Petit message au spectateur pressé, impatient, avide d’action : Passez votre chemin ! Dans ce film, on prend le temps ! On prend le temps de découvrir l’univers de Kate et de Geoff, de vivre leur quotidien rythmés par les ballades avec Max, les « cup of tea », leurs lectures au coin du feu... Le TEMPS ! Parlons-en du temps, le crachin britannique est omniprésent, le vent ne cesse de souffler et de s’infiltrer dans le joli cottage du couple situé dans la campagne grisonnante de l’Angleterre.

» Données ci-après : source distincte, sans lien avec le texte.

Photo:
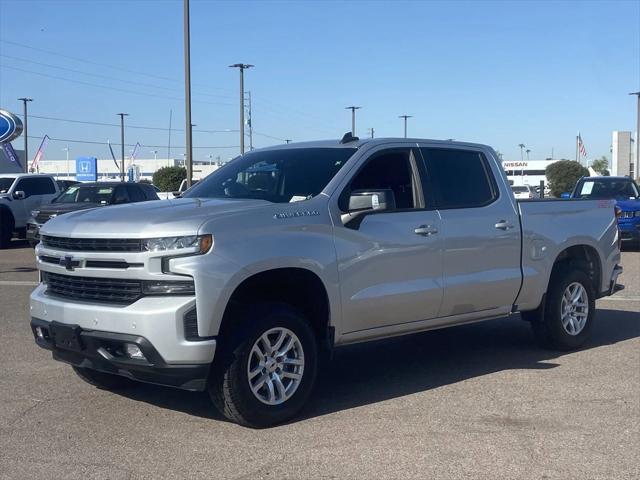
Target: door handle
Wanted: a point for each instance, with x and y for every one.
(426, 230)
(503, 225)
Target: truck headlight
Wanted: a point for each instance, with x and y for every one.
(199, 244)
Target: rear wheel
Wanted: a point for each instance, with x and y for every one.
(268, 370)
(102, 380)
(567, 318)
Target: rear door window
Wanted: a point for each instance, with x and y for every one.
(460, 178)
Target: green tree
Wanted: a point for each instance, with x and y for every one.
(168, 179)
(601, 165)
(563, 176)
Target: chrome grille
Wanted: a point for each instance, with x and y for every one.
(92, 244)
(105, 290)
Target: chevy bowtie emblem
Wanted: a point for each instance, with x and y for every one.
(69, 263)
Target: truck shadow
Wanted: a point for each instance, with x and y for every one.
(373, 372)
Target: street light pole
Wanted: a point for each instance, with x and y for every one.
(187, 94)
(66, 149)
(637, 161)
(24, 100)
(241, 67)
(405, 123)
(353, 118)
(122, 115)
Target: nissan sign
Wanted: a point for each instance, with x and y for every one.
(10, 126)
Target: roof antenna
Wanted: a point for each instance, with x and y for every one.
(348, 138)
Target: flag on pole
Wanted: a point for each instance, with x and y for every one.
(11, 154)
(134, 154)
(39, 153)
(113, 155)
(581, 149)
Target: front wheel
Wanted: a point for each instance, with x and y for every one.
(268, 370)
(568, 311)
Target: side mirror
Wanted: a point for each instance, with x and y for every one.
(364, 200)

Le décor est planté pour 1h35 d’interrogations et de non-dits avec une seule question en trame de fond : si le premier amour de Geoff n’était pas mort accidentellement, se seraient-ils, seulement aimés ? Tom Courtenay (78 ans au compteur, s’il vous plait) tient la baraque face à une Charlotte Rampling (70 ans) extraordinaire de vérité, de sensibilité, d’émotion. Sans cri, sans gesticulation, on « vit » avec elle tous ses doutes, sa douleur, la trahison par l’être tant aimé ! Le plan final, sur le visage de Charlotte, nous laisse sans voix, abasourdi dans nos fauteuils…et l’on se dit que l’on prendrait bien, nous aussi, a « cup of tea » pour nous remettre de nos émotions... En deux mots, JE RECOMMANDE !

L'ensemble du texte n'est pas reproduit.